Government backs £200m drive to get UK business using AI

TL;DR:

  • The government has launched a national initiative backed by more than £200m to accelerate AI adoption across UK businesses and train workers.
  • £100m will expand the Bridge AI scheme connecting firms with British AI developers; a new AI Economics Institute will track AI’s effect on jobs and growth.
  • Announced at the inaugural AI Adoption Summit, the package targets smaller firms that lack the confidence and resources to deploy AI.

Chancellor Rachel Reeves used the inaugural AI Adoption Summit to commit more than £200m to driving AI uptake across British business, framing adoption — not invention — as where the biggest economic gains lie. She restated the goal for the UK to be “the fastest adopter of AI in the G7”, citing OECD estimates that AI could add up to £140bn to annual output by 2035.

Funding aimed at smaller firms

The centrepiece is £100m to expand Bridge AI, which connects British companies with domestic AI developers and offers help with skills and assurance. A further £53m is ringfenced for innovation initiatives including the Tech Town programme, with £5m for each designated AI Growth Zone. The joint government-industry AI Skills Boost — already past 1.7 million completed courses — will expand, with IBM, Cisco and Deloitte widening training toward a target of 10 million UK workers by 2030.

Nobel laureate Simon Johnson will chair a new AI Economics Institute, a joint Treasury–DSIT body monitoring AI’s impact on employment and growth. The government also signed a joint statement with US labs Google, Anthropic, Microsoft and OpenAI on evidence-based policymaking, while more than 30 firms including Rolls-Royce and EDF agreed to share internal AI-use data.

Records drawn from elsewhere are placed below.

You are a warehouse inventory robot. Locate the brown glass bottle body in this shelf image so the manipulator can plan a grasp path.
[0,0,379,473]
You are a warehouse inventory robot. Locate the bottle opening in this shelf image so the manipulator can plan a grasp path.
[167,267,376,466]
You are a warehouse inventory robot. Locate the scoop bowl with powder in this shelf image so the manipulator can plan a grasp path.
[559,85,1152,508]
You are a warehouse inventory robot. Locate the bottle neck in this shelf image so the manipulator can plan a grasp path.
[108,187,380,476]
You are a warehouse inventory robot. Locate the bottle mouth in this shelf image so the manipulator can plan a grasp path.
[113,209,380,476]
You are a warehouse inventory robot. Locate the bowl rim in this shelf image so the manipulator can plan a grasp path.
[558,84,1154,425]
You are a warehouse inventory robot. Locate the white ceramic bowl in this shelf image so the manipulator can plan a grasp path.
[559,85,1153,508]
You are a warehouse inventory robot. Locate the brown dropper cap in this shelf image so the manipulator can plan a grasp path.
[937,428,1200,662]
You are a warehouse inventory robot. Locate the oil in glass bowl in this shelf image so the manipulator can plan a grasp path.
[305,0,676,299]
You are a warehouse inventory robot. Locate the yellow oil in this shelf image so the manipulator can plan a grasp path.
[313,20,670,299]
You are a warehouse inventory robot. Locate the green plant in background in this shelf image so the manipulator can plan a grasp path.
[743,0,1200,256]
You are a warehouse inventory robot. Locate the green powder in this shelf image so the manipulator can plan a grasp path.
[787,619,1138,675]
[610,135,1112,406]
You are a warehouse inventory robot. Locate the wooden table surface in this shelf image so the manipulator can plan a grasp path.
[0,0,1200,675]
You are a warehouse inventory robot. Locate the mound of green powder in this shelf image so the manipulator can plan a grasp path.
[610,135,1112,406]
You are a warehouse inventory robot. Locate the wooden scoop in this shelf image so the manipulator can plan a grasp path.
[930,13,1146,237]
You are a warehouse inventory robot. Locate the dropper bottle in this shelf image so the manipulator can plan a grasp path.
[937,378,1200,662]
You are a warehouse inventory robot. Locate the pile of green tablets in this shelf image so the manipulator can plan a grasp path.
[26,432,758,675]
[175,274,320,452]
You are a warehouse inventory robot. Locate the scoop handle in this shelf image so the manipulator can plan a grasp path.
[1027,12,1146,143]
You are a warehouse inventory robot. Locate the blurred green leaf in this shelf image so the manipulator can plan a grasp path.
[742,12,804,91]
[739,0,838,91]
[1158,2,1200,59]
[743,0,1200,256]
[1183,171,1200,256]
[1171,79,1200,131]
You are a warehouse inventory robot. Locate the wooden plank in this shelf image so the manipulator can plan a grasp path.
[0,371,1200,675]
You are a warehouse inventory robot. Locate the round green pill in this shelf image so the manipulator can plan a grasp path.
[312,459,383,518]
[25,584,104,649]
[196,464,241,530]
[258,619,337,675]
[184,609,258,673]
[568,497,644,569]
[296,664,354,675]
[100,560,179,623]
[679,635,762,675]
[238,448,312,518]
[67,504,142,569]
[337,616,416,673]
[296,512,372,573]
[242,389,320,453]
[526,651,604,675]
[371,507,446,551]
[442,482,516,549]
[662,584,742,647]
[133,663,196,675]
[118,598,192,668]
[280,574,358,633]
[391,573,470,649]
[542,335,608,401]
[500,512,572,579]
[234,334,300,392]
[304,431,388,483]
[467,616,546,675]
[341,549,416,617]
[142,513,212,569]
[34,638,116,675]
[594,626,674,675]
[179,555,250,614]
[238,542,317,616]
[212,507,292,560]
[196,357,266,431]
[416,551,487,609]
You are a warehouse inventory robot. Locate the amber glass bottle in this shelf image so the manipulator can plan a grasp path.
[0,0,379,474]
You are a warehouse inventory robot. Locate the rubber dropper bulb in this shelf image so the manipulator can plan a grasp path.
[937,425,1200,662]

The summit ran alongside the separately announced AI Growth Labs and the government’s £1.1bn British chip plan.

Looking forward

The bet is that adoption by smaller firms, not frontier research, decides whether the UK captures AI’s productivity dividend. The harder question — flagged repeatedly in recent pilot-stall and regional-gap data — is whether funding and training translate into deployment beyond London and big employers.